When Dalal arrived on campus from Gaza last fall, she experienced fear and insecurity about her hijab for the first time in her life; she was walking in downtown Colorado Springs when a man yelled at her from his car, “Go home you terrorist bitch.” She has been wearing a hijab since she was 10 years old, nearly two decades now, and she had never faced an aggressive or threatening reaction until that moment. She recalls being honestly scared for her life.
“I had [my hijab] off for two months,” Dalal recounted. “I felt like I was missing an organ. It was like missing a hand or a leg or something: something essential, like something that defines you. It made me feel so bad I couldn’t continue with my life anymore. I felt like, ‘What is the point of feeling safe and then not being content deep inside?’ So I felt really bad, and I wanted to feel good again, so I got back with my hijab.”
This traumatic experience solidified Dalal’s belief that education surrounding Islam and its practices is essential—especially in what she calls the “Trumpism era,” characterized by extreme Islamophobia and anti-Muslim hate crimes.

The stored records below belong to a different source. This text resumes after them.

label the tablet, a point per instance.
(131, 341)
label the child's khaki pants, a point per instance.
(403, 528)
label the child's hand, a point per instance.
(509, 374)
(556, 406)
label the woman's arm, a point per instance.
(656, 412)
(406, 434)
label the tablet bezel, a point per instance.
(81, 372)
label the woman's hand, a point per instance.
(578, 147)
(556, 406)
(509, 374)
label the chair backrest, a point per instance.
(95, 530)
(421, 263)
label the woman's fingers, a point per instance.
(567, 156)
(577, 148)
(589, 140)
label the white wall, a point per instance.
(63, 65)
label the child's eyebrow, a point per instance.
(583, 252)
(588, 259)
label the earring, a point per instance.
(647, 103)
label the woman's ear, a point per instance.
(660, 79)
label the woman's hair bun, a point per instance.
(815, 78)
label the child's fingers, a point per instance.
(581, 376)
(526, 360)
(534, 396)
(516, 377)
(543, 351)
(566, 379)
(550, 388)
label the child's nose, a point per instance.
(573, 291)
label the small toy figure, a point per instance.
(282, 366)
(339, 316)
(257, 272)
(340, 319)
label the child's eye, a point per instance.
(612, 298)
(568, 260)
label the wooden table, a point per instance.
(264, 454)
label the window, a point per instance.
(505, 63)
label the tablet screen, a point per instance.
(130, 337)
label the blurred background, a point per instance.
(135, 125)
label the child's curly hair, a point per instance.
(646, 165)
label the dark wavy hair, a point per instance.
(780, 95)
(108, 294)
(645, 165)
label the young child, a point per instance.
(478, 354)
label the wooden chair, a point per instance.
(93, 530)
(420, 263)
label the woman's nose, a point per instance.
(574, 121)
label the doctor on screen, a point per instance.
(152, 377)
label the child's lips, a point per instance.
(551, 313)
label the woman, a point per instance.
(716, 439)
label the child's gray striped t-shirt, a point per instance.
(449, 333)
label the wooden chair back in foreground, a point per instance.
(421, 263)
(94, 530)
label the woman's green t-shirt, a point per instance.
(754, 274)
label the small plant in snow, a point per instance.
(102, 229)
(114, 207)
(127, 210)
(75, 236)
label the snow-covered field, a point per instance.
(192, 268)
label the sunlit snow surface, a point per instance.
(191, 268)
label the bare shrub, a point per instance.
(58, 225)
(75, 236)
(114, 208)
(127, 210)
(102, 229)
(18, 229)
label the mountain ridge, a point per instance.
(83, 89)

“People ask weird questions about hijabs because they don’t know,” Dalal said. “The problem is that they don’t know. But once they know, everything changes. It’s just the lack of knowledge, I’d say.” Consequently, she organized CC Hijab Day in hopes of educating the community about Muslim practices while promoting authentic dialogue to combat the dominant, distorted narrative heard across the country.
The event was well-received by the community, with over 20 people participating over the course of the afternoon, including Tess Powers, Director of Faculty Research Support, and Professor of Psychology Emily Chan.
Chan described the event as “Help[ing] build bridges across cultures,” and emphasized the need for more intentional and thought-provoking events like Hijab Day on campus. “It is important that these opportunities exist where people with different knowledge backgrounds and different traditions authentically meet each other and learn more about each other rather than rely on the surface-level stereotypes,” Chan said.
Students expressed similar sentiments to Chan. They were eager to expand their knowledge and understanding of hijabs and actually experience wearing one. For almost all of the students, it was their first time wearing a head covering of any sort.
Atiya Harvey ’18 further reiterated the importance of dismantling the misconception that hijabs are inherently oppressive and giving people the space to express themselves however they want: “Just like it’s okay for you to wear a bikini, it’s okay for someone to wear a hijab if that’s what they want to do.”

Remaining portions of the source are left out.